Por: Dino Di Nella y Elisabet Almeda

 

En los últimos años, desde las políticas públicas de los Estados del cono sur han sancionado diferentes convenios internacionales, reformas constitucionales, leyes, sentencias judiciales y programas sociales sobre derechos de los pueblos originarios. Hay una muy amplia brecha entre la declamación de sus objetivos y fines explícitos y la aplicación de estos instrumentos jurídicos. Pero más allá de ello, es un hecho que la mera existencia de estas previsiones del derecho positivo vigente ha contribuido a desestigmatizar a los pueblos indígenas.

Esto, sin dudas, ha  facilitado el desarrollo de procesos de recuperación de las memorias de los pueblos originarios, especialmente por parte de pobladores indígenas que fueron dispersados y urbanizados en procesos de desplazamientos y/o emplazamientos forzosos o fuertemente condicionados.

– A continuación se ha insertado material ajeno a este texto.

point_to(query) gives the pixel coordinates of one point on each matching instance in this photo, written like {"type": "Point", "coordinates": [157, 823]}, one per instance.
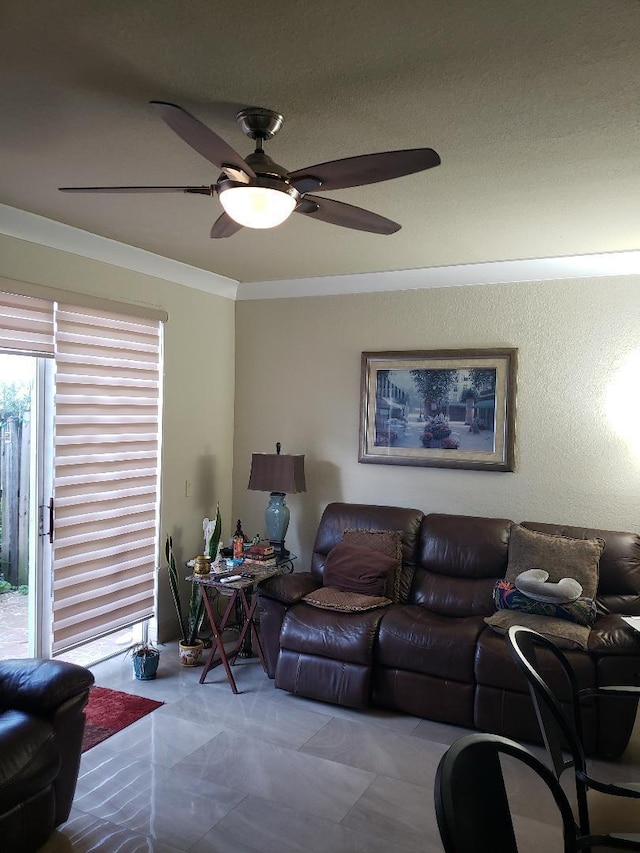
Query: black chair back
{"type": "Point", "coordinates": [471, 800]}
{"type": "Point", "coordinates": [560, 724]}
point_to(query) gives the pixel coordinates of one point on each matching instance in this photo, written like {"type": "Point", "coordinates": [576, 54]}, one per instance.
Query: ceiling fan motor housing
{"type": "Point", "coordinates": [259, 123]}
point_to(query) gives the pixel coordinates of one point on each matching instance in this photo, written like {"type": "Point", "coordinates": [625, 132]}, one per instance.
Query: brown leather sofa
{"type": "Point", "coordinates": [41, 727]}
{"type": "Point", "coordinates": [434, 657]}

Sin embargo, aún con probables excepciones, este nuevo talante se está forjando más por las acciones y las presiones de unas organizaciones indígenas que no ceden en sus reivindicaciones de memoria y justicia, que por una nueva sensibilidad memorialística de la corporación política gubernamental de los estados latinoamericanos.

Esa tensa brecha entre la declamación y la aplicación de los derechos de los pueblos originarios, está siendo hoy un campo de diputa política franca entre el negacionismo e inmovilismo gubernamental para mantener el estatus quo de exclusión jurídica indígena, frente las acciones autoafirmativas y el activismo de los  movimientos indígenas, para que de una vez por todas esa brecha se achique.

Y es también, en el enclave de esa disputa política, que corresponde ubicar las actuales  y perversas dinámicas de criminalización y persecución gubernamental, de los pueblos originarios del actual territorio argentino.

Una disputa, sin más, por la vigencia del Estado de Derecho.